Kenneth L. Busch once attempted to estimate how many terabytes of MS data are generated on an annual basis, and how much of that total was quantitative data. That estimate, which seemed outrageous just a few years ago, has now been surpassed by reality, and the electronic capability to store, distribute, access, analyze, and discuss that information over the web. It's a brave new world, and KLB grabs his last remaining floppy disk and runs to hide in the Luddite corner.
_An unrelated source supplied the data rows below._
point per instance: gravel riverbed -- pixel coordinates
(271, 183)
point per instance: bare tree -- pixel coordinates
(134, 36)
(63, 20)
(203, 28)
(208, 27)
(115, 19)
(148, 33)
When he comes out, KLB can be reached at wyvernassoc@yahoo.com.

References

(1) M.W. Kiser and J.W. Dolan, LCGC 22(2), 112–117 (2004).

(2) "Guidance for Industry: Bioanalytical Method Validation," United States Food and Drug Administration. Found at http://www.fda.gov/CDER/GUIDANCE/4252fnl.htm.

(3) K.L. Busch, Spectroscopy 23(7), 18–24 (2008).

(4) K.L. Busch, Spectroscopy 22(10), 14–19 (2007).

(5) A.M. Almeida, M.M. Castel-Branco, and A.C. Falcao, J. Chromatogr., B 774, 215–222 (2002).

(6) M. Mulholland and D.B. Hibbert, J. Chromatogr., A 762(1-2), 73–82 (1997).

(7) J.N. Miller, Analyst 116, 3–14 (1991).

(8) Angela Chung, M.S. thesis "Validation of an Ultra Performance Liquid Chromatography Tandem Mass Spectrometry (UPLC/MS/MS) Method for Forensic Toxicological Analysis: Confirmation and Quantitation of Lysergic Acid Diethylamide (LSD) and Its Congeners in Forensic Samples," Toxicology Graduate Program, University of Saskatchewan, Saskatoon, April 2006.

(9) R.K. Boyd, R. Bethem, and C. Basic, Trace Quantitative Analysis by Mass Spectrometry (John Wiley, New York, 2008).

(10) D. Coleman and L. Vanatta, Am. Lab., 28–30 (September 2004).

(11) D. Coleman and L. Vanatta, Am. Lab., 44–46 (February 2008).